Les grands dossiers que la Fédération anarchiste aura à traiter au cours des années soixante seront ceux de la guerre d’Algérie naturellement, ceux de Cuba et celui de l’arrestation de nombreux militants anarchistes espagnols réfugiés en France et poursuivis à la suite des remous produits par l’enlèvement à Rome d’un monsignore par un groupe de combat clandestin de la C.N.T., le groupe du 1er Mai, composé de militants des jeunesses libertaires espagnoles dans la clandestinité. Mais c’est incontestablement le dossier de la guerre d’Algérie qui provoqua le plus de remous.

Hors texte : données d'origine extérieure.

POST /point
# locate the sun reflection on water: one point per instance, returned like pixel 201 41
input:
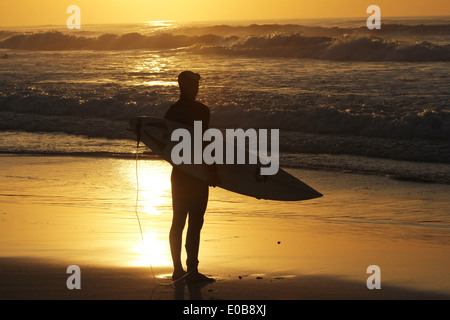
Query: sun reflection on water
pixel 154 209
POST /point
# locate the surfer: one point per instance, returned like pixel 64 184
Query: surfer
pixel 189 195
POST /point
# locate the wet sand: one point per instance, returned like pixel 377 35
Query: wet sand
pixel 62 211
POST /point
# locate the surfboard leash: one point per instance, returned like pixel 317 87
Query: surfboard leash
pixel 139 220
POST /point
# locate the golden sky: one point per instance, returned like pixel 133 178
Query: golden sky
pixel 42 12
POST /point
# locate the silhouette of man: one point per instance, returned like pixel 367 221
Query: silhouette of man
pixel 189 195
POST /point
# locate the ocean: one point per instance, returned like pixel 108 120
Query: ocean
pixel 344 98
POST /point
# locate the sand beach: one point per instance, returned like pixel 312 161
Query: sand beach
pixel 58 211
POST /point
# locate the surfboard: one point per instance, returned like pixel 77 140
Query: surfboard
pixel 244 179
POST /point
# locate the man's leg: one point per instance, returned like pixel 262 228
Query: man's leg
pixel 175 240
pixel 195 224
pixel 180 211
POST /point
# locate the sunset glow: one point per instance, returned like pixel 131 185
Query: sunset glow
pixel 47 12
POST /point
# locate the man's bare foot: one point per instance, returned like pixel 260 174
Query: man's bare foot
pixel 195 276
pixel 178 274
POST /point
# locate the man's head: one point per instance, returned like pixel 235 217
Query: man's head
pixel 188 82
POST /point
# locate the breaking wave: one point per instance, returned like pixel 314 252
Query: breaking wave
pixel 278 41
pixel 427 124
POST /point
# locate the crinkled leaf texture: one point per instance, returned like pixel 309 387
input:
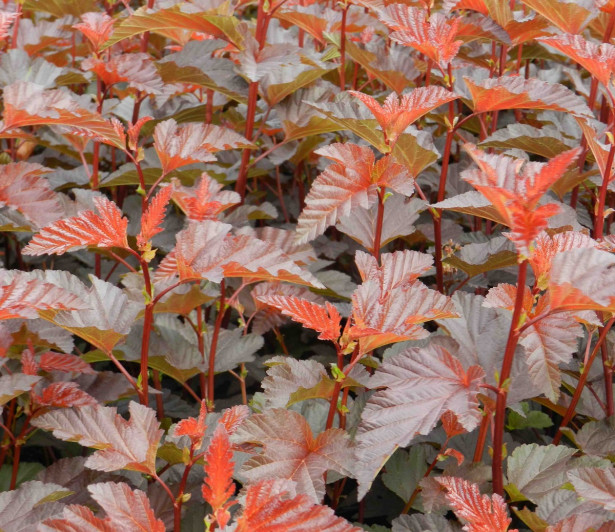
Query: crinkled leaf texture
pixel 273 506
pixel 483 513
pixel 420 384
pixel 105 229
pixel 122 444
pixel 207 250
pixel 127 510
pixel 351 181
pixel 290 451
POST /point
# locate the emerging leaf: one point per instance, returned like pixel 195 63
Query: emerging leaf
pixel 483 513
pixel 106 229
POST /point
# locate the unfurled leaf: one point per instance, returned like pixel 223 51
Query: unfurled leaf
pixel 420 385
pixel 97 27
pixel 28 104
pixel 65 394
pixel 273 506
pixel 396 114
pixel 435 37
pixel 325 320
pixel 105 229
pixel 22 295
pixel 153 217
pixel 23 188
pixel 179 145
pixel 595 484
pixel 206 250
pixel 483 513
pixel 218 486
pixel 122 444
pixel 290 451
pixel 511 92
pixel 205 200
pixel 514 188
pixel 12 386
pixel 351 181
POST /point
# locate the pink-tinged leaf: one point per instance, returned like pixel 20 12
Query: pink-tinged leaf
pixel 51 361
pixel 194 428
pixel 97 27
pixel 598 60
pixel 179 145
pixel 218 486
pixel 76 518
pixel 325 320
pixel 23 188
pixel 127 509
pixel 153 217
pixel 435 37
pixel 290 451
pixel 482 513
pixel 135 69
pixel 421 384
pixel 123 444
pixel 515 187
pixel 273 506
pixel 64 394
pixel 513 92
pixel 205 200
pixel 396 114
pixel 570 17
pixel 582 279
pixel 351 181
pixel 6 21
pixel 232 418
pixel 206 250
pixel 28 104
pixel 549 246
pixel 595 485
pixel 22 296
pixel 14 385
pixel 105 229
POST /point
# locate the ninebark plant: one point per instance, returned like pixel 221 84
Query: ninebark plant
pixel 299 265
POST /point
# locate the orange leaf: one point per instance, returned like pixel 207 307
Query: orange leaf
pixel 105 230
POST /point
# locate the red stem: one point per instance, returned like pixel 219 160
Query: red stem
pixel 509 355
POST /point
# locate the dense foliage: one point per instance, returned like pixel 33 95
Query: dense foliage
pixel 275 266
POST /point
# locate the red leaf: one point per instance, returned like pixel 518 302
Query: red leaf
pixel 51 361
pixel 22 187
pixel 351 181
pixel 22 296
pixel 96 26
pixel 598 60
pixel 205 200
pixel 513 92
pixel 28 104
pixel 232 418
pixel 483 513
pixel 192 143
pixel 291 451
pixel 434 37
pixel 218 486
pixel 272 506
pixel 65 394
pixel 206 250
pixel 515 187
pixel 325 320
pixel 398 113
pixel 153 216
pixel 106 229
pixel 421 384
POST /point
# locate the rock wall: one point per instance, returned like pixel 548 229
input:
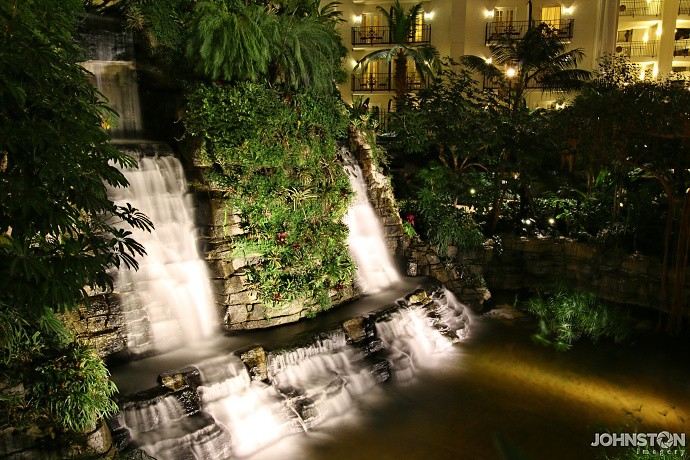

Les militants formés par des idéologies exigeantes ont le défaut de leurs qualités. Nous n’échappions pas à cette règle, que n’ignoraient pas les politiciens qui se glissaient parmi nous. En ai-je vu de ces personnages, le doigt pointé vers nous en appelant à la tolérance, à l’équité, aux bons sentiments, toutes notions qu’ils méprisaient profondément depuis leur passage dans des officines où la maladie infantile du communisme était une bible et qui, avec sur le visage le sourire de l’innocence, nous sommaient au nom de la liberté dont nous étions les garants d’accepter n’importe quelle élucubration qu’ils avaient glanée autre part. Nous serons longtemps victimes de cette tactique avant que nous nous décidions d’y mettre un terme sous les clameurs indignées des politicards et des naïfs. Les hommes comme Fayolle, comme Laisant ou comme moi-même, qui nous inscrivions dans des courants anarchistes de doctrine différente, devront faire le barrage, et c’est peut-être celui d’entre nous qui, par son caractère, était le plus poussé à la tolérance, Maurice Laisant, qui se montra le plus énergique lorsque la coupe fut pleine.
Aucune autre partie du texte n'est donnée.